There is not much news to speak of this morning on the markets after a busy day of international earnings updates yesterday.

Ocado, which has a tough time of it of late with hedge funds betting heavily against the stock, has received a much-needed boost from US fund management giant The Capital Group. The long-term backer of the inline grocer has picked up another three million shares in the group to take its holding to more than 10%.

After another bloodbath for global markets yesterday, with billions being lost on the FTSE 100 alone, London’s leading shares opened up a perky 1.3% higher (or 74 points) to 5,610.6. Stocks which escaped the sell-off yesterday (Fyffes, Hilton Food Group and SSP Group) have all started the day in the red. 

There was better news for Ocado, which continues to see-saw (see below), as shares climbed 2.5% in early trading to 243.6p. Fever-Tree also bought back some of yesterday’s losses, rising 1.6% to 562.1p.

Yesterday in the City

It was another torrid day for the FTSE 100 with billions being wiped off the value of its constituents during morning trading as banking and mining shares were sold off in droves.
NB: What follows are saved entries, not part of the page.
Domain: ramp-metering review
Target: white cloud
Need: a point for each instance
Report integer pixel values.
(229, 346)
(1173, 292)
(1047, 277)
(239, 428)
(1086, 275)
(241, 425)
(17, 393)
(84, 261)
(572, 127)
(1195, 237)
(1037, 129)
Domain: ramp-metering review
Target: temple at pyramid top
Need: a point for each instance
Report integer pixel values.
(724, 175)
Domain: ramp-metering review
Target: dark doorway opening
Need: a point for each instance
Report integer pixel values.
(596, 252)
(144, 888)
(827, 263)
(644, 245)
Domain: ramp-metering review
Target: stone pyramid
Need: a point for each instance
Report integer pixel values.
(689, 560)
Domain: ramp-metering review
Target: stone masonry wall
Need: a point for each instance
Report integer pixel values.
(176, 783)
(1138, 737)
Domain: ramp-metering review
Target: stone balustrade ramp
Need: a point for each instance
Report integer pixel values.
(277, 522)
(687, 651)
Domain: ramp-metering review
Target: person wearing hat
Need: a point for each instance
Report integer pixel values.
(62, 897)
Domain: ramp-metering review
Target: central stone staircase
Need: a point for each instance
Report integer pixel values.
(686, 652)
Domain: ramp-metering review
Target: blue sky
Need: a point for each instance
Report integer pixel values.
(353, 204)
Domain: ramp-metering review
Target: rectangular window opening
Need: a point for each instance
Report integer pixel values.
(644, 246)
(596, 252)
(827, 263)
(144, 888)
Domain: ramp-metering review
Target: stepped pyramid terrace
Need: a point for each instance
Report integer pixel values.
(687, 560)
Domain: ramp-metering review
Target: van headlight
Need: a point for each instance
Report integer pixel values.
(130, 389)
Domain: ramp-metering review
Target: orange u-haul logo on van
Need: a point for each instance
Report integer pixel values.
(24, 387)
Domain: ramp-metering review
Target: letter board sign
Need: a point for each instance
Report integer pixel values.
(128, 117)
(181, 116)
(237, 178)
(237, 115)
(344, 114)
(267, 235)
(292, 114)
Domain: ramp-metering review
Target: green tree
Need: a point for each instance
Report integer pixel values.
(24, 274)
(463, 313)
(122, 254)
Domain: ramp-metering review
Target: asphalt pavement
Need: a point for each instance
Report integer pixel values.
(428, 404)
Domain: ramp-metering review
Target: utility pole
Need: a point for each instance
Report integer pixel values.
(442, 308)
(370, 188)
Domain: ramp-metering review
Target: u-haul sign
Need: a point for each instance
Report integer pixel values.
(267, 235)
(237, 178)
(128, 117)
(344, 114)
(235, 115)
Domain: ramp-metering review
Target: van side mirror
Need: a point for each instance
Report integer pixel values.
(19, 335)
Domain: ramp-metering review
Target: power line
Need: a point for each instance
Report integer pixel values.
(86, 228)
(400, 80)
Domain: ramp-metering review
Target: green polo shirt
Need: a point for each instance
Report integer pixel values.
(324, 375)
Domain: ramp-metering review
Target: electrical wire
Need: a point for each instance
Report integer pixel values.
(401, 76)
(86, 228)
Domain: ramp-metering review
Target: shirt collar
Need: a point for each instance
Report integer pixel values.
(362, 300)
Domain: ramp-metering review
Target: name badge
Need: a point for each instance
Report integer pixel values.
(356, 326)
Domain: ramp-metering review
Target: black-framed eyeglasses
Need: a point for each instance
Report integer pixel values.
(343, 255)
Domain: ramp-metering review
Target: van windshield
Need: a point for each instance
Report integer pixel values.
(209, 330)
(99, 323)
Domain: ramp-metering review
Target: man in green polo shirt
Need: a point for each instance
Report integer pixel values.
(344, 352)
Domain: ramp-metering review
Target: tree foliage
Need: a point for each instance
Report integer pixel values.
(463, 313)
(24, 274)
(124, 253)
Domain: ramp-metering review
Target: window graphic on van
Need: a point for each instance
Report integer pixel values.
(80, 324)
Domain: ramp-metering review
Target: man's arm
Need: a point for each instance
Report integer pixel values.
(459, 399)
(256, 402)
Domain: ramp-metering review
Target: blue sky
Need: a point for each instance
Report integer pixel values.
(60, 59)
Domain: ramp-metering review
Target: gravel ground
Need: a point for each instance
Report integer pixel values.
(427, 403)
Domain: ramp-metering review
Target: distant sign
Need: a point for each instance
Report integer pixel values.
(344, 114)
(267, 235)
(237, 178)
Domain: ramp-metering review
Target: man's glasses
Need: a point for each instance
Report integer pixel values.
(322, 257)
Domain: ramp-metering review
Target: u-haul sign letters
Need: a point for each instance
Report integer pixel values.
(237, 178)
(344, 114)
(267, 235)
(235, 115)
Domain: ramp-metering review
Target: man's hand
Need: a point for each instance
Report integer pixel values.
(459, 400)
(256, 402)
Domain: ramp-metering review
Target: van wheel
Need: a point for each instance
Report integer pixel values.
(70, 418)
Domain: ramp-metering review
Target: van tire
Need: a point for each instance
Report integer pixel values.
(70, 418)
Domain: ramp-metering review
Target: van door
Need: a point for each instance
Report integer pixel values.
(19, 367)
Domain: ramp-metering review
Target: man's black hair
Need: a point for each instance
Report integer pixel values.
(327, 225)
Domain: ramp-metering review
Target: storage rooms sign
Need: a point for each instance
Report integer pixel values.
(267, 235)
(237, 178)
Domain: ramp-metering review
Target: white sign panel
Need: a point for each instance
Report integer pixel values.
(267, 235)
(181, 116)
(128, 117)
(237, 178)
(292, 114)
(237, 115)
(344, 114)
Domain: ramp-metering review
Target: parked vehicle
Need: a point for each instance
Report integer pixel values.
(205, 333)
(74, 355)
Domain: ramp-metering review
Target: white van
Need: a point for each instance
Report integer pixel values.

The index clawed back some of the losses but still closed down more than 2% (123 points) to 5,549 – its lowest level for three years.

Grocery stocks on the blue-chip index, as well as the FTSE 250 and 350, were dragged into the quagmire with only a handful escaping the red.

Ingredients group Tate & Lyle (TATE) was the big faller of the day with its shares down more than 7% to 540p after it warned currency translations would hit full-year profits. The sucralose producer said underlying earnings expectations were unchanged at £193m but sharp falls in the Brazilian real and Mexican peso meant adjusted pre-tax profits were likely to come in below this figure.

Dairy Crest was also hit following the group’s first trading update since the completion of the dairies disposal. The stock fell more than 2% in early trading despite the business reiterating its full-year expectations, with its cheese and spreads brands all “performing well” in Q3. However, it recovered in the late afternoon to finish just 0.7% down at 600p.

2015 darling Fever-Tree (FEVR) continued to lose value, with investors piling out. The shares were down 7% to 553.5p yesterday and are 13.5% lower than at the start of week.

Ocado (OCDO) saw most of Wednesday’s gains wiped out with shares dropping 5% to 237.7p. Other notable fallers included Finsbury Food Group (FIF), PureCircle (PURE), and Poundland (PLND). The listed supermarkets were all 1% or more worse off by the end of the day.

Fyffes (FFY), Hilton Food Group (HFG), PZ Cussons (PZC), SSP Group (SSPG) and Greggs (GRG) all managed to keep their head above water.